Employee's claim for adjustment was statute-barred 

June, 2017 -

Following an industrial arbitration award in 2012, a teacher in an educational institution became aware that, for a long time, he had been subject to a wrong collective agreement and had therefore not received enough salary. Against this background, a dispute arose regarding, inter alia, adjustment of salary, overtime pay, holiday pay and pension contribution for the period 1 October 2007 - February 2009. Judgment of 30 May 2017 from the Danish Eastern High Court.

Pursuant to Section 4 (1) of the Danish Limitation Act, employment law claims become statute-barred after 5 years. In this case, the repayment obligation was acknowledged more than 5 years after the last outstanding claim. The question was whether the fact that the employee had not been aware of the legal basis of the claim until after the issuance of the industrial arbitration award could suspend the statute of limitation. Moreover, the question was whether the educational institution's dialogue with the employee about the claim had interrupted the statute of limitation.

The employee argued that the statute of limitation must have been suspended until the issuance of the arbitration award.

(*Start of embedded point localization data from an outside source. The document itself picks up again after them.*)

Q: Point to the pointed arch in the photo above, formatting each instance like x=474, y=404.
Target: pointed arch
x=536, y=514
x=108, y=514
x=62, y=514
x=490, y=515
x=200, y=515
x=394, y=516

In his opinion, it was not until this time that he had been aware that he had been subject to the wrong collective agreement.

The Eastern High Court referred to the Supreme Court judgment U 1997.1633 H, according to which the fact that the employee had not been aware of the legal basis of the claim until after the delivery of a judgment did not interrupt the statute of limitation. The High Court found that this should also be applicable to industrial arbitration awards.

Furthermore, the High Court found that the employee's dialogue with the employer about the correct collective agreement did not interrupt the statute of limitation. Consequently, the employee's claim for adjustment was statute-barred, and the court found in favour of the employer.

The judgment shows that ignorance on issues relating to collective agreements is classified as ignorance on legal and not factual issues in the sense of the Danish Limitation Act. This means that the statute of limitation for employment law claims under Section 4 (1) of the Limitation Act will not be suspended even if the employee is unaware of the existence of the claim and does not become aware of the claim's existence until after the issuance of an industrial arbitration award.

Plesner represented the educational institution in both the city court and the high Court.